Before we left, I calculated that Sylvia and I have run about 400 miles together in the last year. Spread out over 52 weeks, it's not a terribly high number. But it is a lot of time spent talking and sharing. Lisa has been there for a lot of it.

I know she would argue with me, but the best word I can think of to describe Lisa right now is polished. She has been a mentor and friend through times when I would have otherwise fallen. And how can you not love someone who appreciates fine food? She has a skill for decorating that would make Restoration Hardware and Pottery Barn ask to take lessons. I love these kinds of women. In California, it was Christine. In Colorado, it is Lisa.

Together, Lisa and I battled through the rest of the course, passing our fallen comrades who were receiving medical attention, trying to find patches of shade along the way. That was the hardest part, for me. The direct sun was brutal. I've never felt so hot before. And my heartrate was reaching alarming levels. Lisa, for her part, was struggling with a strained toe, that might also be a stress fracture. Every now and then she would say, "You can go ahead. I don't want to hold you back." Could I have gone faster? Maybe. Did I want to? Not really. More to the point, it was a honor to stay with her. Here was a woman who had strengthened me mentally, spiritually, and physically. And here we were, doing something neither one of us had done before. We were going to finish this together.

As we hit the home stretch, I couldn't help but grin. I felt completely wasted, but I was doing this. I passed a couple people who were literally staggering, but I felt joy. With a few yards to go, Donovan jumped in with me and held my hand as we crossed the finish line together. And then all I could think about was water. According to my Garmin, I did the race in 2:22. Not super impressive, but hey, it's a PR. The 79 year old lady who finished 10 minutes ahead of me is impressive.

Jessica, Sylvia, Me, Lisa, Tanya and Danelle in a lot less clothing at the end

It's funny how your brain doesn't really function when your body is tired. I had water at each of the 6 water stations, but my hands were swollen with dehydration (my wedding ring felt like it was suffocating my finger). I wasn't thinking clearly, or I would have taken a moment to apply the sunscreen I had passed up at the beginning of the race.
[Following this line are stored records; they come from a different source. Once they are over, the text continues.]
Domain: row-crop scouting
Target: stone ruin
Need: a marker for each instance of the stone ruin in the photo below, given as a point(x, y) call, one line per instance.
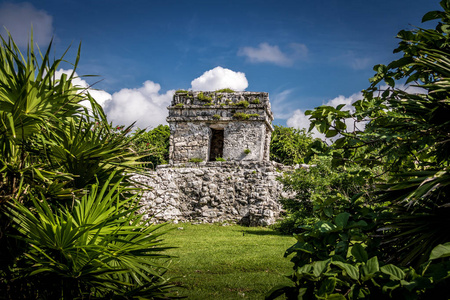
point(219, 168)
point(207, 125)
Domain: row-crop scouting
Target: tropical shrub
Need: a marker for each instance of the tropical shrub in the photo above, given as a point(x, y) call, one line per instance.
point(99, 248)
point(320, 191)
point(289, 145)
point(153, 144)
point(397, 243)
point(69, 226)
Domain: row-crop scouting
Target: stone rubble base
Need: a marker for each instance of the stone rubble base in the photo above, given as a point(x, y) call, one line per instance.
point(243, 192)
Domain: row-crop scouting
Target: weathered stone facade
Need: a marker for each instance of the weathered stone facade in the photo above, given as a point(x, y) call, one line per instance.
point(234, 126)
point(207, 192)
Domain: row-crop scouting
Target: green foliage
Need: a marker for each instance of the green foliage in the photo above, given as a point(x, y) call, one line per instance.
point(60, 237)
point(393, 246)
point(243, 103)
point(225, 91)
point(320, 192)
point(195, 159)
point(289, 145)
point(203, 97)
point(99, 248)
point(244, 116)
point(153, 145)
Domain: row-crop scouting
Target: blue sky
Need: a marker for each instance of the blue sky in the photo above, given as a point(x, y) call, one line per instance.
point(304, 53)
I didn't want that stuff dripping into my eyes/mouth as I sweated. The finish line would have been a good place to do that to avoid the lobster burn I'm now sporting. I'm either not that sore elsewhere, or the burn is overshadowing it.

A couple things I thought were funny: the number of people who would suddenly sit down and pull off pants and toss them into the bushes; the people who would either suddenly come bounding back onto the course, or suddenly run off to the side - what are you DOING over there?! I wanted to shout; the kid who, rather perplexed, asked me at the 12-mile marker, "Does that mean the beginning of mile 12, or the end?" and the relief on his face when I told him we only had one mile to go; the 79 year old lady who finished minutes ahead of me; the participant whose shirt read: RUNNING SUCKS.

One thing is for sure: I would totally do this again. As we laid on the field, eating watermelon and enjoying NOT running, Lisa chirped, "Ok ladies, what's next?!" For me, it was fish tacos, a shower, and then a steak. For Tanya, it was a nap and then a full night shift at the hospital. For all of us, it's more miles of talking, sharing, laughing, crying and, of course, sweating.

But I might still get a little nervous.

6 comments:

wanda said...

Did you cry at the end? Because Dad and I had bets that you would.

Congratulations and good work. Except for the sunburn. Boo.

Sarah said...

Nope. Like the end of my 10-miler last year, I think I was too dehydrated. I cried while I typed the post, though, if that makes you feel better

Sarah Burgoyne said...

I am so impressed by you! I teared up when you wrote that Donovan joined you at the end.

Christina said...

YAY!!! Congratulations! What an accomplishment.

Jess said...

Congrats on finishing your race! Looks like you had an amazing group of women to share it with. I will channel you as Jeff and I run our first 5K together this weekend :)

Allison said...

Congratulations! We're proud of you! So do you have pictures of Dono running with you? I love that!